Justice et forces de sécurité : la chaîne de commandement resserrée

Le ministère de l’Intérieur, fusionné de facto avec la présidence dans la pratique quotidienne, supervise la police judiciaire, la Garde nationale et, de plus en plus, la justice militaire. La compétence de cette dernière a été étendue aux civils pour des infractions aussi larges que « atteinte au prestige de l’institution ». Cette centralisation réduit la pluralité des centres de décision et fait de la salle d’audience le prolongement du commissariat. De hauts gradés confient que la priorité opérationnelle n’est plus la lutte contre les cellules djihadistes dans les montagnes de Kasserine mais la « pacification de la sphère civile ». Les budgets alloués aux unités de maintien de l’ordre ont augmenté de 23 % tandis que ceux destinés aux programmes de déradicalisation stagnent, révélant un déplacement de l’effort de sécurité vers la gestion du dissentiment intérieur.

La fonction renseignement, pivot de la répression cognitive

Un volet moins visible renforce ce dispositif : le renseignement intérieur. La Direction générale de la sûreté nationale, réorganisée en 2022, mutualise désormais bases de données fiscales, judiciaires et télécoms, sans véritable contrôle parlementaire. Les interceptions autorisées par décret présidentiel peuvent être prolongées de trois mois renouvelables, conférant une surveillance rapprochée aux opposants et aux journalistes. Un ancien officier de la Direction du renseignement technique raconte que « la collecte n’est plus guidée par l’indice de menace mais par la notoriété de la cible ». L’université et la société civile, jadis incubateurs du pluralisme tunisien, deviennent des terrains d’observation permanente, ce qui engendre une autocensure rampante et un exil intellectuel préoccupant pour la vitalité démocratique.

Conditions carcérales : un continuum coercitif

Le traitement infligé aux détenus politiques complète la stratégie de dissuasion. Privation de sommeil, lumières allumées vingt-quatre heures sur vingt-quatre et rotations de codétenus au passé violent visent à briser psychologiquement les figures médiatiques les plus influentes, telles que l’avocate Sonia Dahmani ou l’économiste Khayem Turki. Les ONG qui ont pu accéder à la prison de Mornaguia relèvent une surpopulation de 190 % et l’absence de séparation entre prévenus et condamnés, contraires au droit international. Cette réalité transforme l’emprisonnement en prolongement tactique de l’enquête, chaque détenu devenant un vecteur potentiel d’aveux ou de reniements publics.

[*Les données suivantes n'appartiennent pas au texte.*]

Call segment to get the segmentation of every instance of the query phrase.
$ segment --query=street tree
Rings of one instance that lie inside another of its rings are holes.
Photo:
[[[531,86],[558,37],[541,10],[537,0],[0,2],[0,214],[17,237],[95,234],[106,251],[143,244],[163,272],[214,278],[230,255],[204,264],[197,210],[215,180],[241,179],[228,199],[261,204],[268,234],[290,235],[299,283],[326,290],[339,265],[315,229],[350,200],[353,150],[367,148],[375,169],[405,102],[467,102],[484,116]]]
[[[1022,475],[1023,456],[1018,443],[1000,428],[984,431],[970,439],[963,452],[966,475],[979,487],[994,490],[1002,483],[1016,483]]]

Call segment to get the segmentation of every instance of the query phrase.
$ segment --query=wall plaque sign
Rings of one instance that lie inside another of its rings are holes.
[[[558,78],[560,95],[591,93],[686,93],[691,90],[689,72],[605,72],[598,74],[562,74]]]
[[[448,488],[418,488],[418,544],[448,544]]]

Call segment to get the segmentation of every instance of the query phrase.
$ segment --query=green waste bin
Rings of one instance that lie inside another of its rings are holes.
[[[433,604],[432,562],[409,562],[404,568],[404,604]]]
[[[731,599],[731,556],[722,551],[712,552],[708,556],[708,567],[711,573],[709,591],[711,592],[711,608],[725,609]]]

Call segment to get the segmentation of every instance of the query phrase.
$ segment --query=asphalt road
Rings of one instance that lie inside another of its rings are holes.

Le calcul stratégique de Carthage face aux partenaires occidentaux

En dépit de ces dérives, la Tunisie continue de bénéficier d’une coopération sécuritaire active avec l’Union européenne et les États-Unis, motivée par la gestion des flux migratoires et la prévention terroriste au Sahel. Carthage mise sur cette interdépendance pour contenir les critiques diplomatiques. Lors de la visite du chef de la diplomatie européenne en juin 2023, Kaïs Saïed a opposé une fin de non-recevoir à toute conditionnalité démocratique, arguant que la stabilité du flanc sud méditerranéen l’emporte sur les préoccupations relatives aux droits humains. Cette posture, si elle garantit l’afflux d’équipements et de formations, contribue à pérenniser un état d’exception normalisé.

Entre résistance civile et perspective sécuritaire régionale

Face à une opposition fragmentée, la société civile tunisienne cherche de nouveaux relais, notamment auprès des chancelleries encore sensibles à l’argument des libertés fondamentales. Des magistrats révoqués réfléchissent à porter plainte devant la Cour africaine des droits de l’homme, tandis que des militants envisagent des campagnes de boycott ciblé contre les entreprises publiques. L’enjeu dépasse la seule Tunisie : la doctrine Saïed, fondée sur la criminalisation de la critique, pourrait inspirer d’autres régimes maghrébins confrontés à un mécontentement social aigu. Dans ce contexte, la défense des libertés intellectuelles devient un élément de sécurité collective au même titre que la lutte contre le terrorisme.